En repartant vers 14 heures, notre guide nous a fait visiter un village Pa-O, Wan Ya. Nous avons été frappés par la qualité de l' "urbanisme" (blocs d'habitations bien délimités, tracé net des chemins) et leur propreté. Nous avons été accueillis dans une maison par une ailleule (72 ans) en l'absence de la famille qui passe la journée aux champs. Elle nous a offert le thé et montré l'intérieur où elle vit avec son fils, sa bru et leurs deux fils de 14 et 10 ans. La maison sur pilotis est tout en bois. Il y a très peu de fenêtres, mais l'intérieur n'est pas sombre, tant les interstices entre les planches des murs sont larges. Elle se compose d'un grand séjour, d'une pièce avec un feu çentral qui sert de cuisine-salle à manger et qui donne sur une pièce qui nous a semblé petite, la chambre où toute la famille dort, toutes générations confondues. Le mobilier est limité au strict minimum : une armoire en bois, des coffres pour l'essentiel. La maison dispose d'un puits. Le village a l'électricité, mais toutes les maisons ne l'ont pas, car le simple raccordement au réseau coûte 100 000 kyats (!). La consommation est acquittée mensuellement. 

    Un village très propre et bien aménagé




Au cours de la visite, nous avons interrogé notre guide sur les cimetières, lui expliquant que nous étions étonnés de ne pas en voir depuis notre arrivée. Nous avons compris que nous n'en verrons sans doute aucun. Les défunts sont en général enterrés le lendemain de leur décès, le temps de creuser un trou, dans un espace prévu à cet effet à l'écart du village. La sépulture est sans pierre et ne porte aucune inscription. Le lieu est un peu tabou et personne n'y va jamais. Il n'y a pas de "jour des morts". Il n'est pas d'usage d'exprimer son chagrin (on est à l'opposé des coutumes où il est fait appel à des pleureuses !).

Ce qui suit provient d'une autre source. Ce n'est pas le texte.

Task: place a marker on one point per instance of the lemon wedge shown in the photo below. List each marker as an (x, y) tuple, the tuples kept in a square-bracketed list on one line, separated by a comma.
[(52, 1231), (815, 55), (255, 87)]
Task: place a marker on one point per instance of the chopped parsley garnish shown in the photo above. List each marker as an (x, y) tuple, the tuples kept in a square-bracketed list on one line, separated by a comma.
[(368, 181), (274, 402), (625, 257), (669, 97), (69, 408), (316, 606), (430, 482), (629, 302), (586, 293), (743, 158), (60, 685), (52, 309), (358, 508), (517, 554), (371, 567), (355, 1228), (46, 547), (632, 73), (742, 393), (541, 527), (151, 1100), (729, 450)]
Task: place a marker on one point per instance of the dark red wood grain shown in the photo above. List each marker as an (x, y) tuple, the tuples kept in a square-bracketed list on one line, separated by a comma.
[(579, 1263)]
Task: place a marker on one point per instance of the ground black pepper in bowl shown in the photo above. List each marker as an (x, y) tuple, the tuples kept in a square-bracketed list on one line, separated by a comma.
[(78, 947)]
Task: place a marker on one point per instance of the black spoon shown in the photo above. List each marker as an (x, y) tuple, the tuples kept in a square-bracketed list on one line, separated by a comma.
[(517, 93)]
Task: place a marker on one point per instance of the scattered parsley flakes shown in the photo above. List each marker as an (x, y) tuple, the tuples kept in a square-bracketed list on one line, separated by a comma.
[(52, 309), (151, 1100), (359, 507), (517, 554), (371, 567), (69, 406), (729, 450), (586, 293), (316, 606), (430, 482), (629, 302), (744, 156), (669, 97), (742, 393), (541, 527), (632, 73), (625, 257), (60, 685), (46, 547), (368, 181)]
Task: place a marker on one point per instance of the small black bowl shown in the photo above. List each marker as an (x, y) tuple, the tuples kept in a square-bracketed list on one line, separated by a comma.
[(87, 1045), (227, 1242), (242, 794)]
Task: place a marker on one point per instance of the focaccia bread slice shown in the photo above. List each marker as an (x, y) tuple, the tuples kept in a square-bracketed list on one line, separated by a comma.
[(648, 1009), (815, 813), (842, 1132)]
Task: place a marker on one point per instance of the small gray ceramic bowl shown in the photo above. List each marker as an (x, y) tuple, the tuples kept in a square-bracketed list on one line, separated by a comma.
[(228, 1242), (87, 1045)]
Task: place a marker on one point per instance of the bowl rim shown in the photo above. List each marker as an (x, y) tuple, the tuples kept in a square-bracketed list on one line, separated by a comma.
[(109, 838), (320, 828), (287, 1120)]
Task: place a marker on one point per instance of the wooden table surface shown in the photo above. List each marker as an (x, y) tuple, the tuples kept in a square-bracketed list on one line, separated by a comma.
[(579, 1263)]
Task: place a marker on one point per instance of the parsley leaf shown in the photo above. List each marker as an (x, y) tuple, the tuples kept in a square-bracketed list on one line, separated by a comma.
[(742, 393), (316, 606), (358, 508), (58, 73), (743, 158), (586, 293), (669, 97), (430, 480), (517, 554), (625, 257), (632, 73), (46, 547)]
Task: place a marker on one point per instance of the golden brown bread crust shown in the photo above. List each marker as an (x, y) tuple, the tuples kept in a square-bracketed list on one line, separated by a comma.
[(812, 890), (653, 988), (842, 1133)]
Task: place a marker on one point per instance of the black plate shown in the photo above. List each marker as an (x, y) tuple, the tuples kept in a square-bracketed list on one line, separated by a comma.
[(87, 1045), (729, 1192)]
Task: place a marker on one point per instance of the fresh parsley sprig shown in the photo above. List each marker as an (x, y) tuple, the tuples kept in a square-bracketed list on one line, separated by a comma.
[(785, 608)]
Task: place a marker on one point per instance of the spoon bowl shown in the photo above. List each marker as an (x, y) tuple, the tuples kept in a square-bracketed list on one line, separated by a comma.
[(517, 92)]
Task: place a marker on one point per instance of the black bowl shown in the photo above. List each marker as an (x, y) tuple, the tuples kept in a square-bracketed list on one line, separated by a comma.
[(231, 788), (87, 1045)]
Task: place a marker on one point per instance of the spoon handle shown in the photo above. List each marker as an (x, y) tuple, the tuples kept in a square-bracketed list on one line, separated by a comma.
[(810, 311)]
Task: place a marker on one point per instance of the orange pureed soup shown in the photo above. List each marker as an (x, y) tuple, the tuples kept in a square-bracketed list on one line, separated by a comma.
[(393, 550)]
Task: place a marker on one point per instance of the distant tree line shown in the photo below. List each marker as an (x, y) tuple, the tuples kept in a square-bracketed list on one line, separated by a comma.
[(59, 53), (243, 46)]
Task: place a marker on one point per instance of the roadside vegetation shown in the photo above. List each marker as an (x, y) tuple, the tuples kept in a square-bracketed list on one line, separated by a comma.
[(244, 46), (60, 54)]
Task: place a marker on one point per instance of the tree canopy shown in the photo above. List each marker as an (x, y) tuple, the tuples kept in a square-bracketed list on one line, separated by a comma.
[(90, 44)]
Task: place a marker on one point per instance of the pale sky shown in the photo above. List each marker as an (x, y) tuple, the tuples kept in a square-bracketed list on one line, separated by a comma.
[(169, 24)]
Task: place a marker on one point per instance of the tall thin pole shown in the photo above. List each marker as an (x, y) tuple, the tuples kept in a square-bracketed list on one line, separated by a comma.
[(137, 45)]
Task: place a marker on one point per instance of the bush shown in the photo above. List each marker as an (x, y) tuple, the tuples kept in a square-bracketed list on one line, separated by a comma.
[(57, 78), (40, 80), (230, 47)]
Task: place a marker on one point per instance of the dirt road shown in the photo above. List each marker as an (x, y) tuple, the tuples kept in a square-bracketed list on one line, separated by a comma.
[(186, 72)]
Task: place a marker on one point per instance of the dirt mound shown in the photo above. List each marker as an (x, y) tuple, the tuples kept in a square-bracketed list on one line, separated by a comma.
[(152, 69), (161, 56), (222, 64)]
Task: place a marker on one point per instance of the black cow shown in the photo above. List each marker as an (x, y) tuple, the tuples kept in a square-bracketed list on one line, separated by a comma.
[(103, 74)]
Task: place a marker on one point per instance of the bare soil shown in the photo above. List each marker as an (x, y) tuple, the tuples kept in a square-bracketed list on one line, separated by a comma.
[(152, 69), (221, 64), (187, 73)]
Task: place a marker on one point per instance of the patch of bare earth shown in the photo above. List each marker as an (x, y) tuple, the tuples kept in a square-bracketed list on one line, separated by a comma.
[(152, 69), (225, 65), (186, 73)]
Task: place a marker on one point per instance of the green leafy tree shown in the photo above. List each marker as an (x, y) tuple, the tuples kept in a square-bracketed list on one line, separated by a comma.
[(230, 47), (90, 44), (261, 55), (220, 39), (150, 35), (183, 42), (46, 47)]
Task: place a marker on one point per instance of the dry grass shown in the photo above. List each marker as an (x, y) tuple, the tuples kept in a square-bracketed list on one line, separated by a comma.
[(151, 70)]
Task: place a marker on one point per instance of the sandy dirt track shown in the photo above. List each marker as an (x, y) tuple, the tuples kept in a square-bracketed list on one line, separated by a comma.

La fête des Pa-O a lieu en mars. Les habitants de tous les villages mettent leurs plus beaux costumes traditionnels, des bougies illuminent les pagodes, des représentations théâtrales et musicales ont lieu. Les villages traversés étaient déjà abondamment pavoisés aux couleurs Pa-O à l'approche de la fête.

Il était trop tard pour nous arrêter au musée de Taunggyi qui conservent notamment des anciennes balances à opium et des costumes traditionnels. En revanche, nous avons fait étape au domaine Aythaya, un autre domaine viticole, légèrement antérieur au domaine Red Mountain, puisqu'il a été créé en 1999 par un Allemand. Il est situé à 1300 mètres d'altitude et profite d'un sol calcaire. Nous avons dégusté quatre crus (un Sauvignon blanc 2013 honnête, une vendange tardive qui n'avait rien d'une... vendange tardive telle que nous la concevons, un rosé 2014 Shiraz qui se défend et un rouge 2014 correct !).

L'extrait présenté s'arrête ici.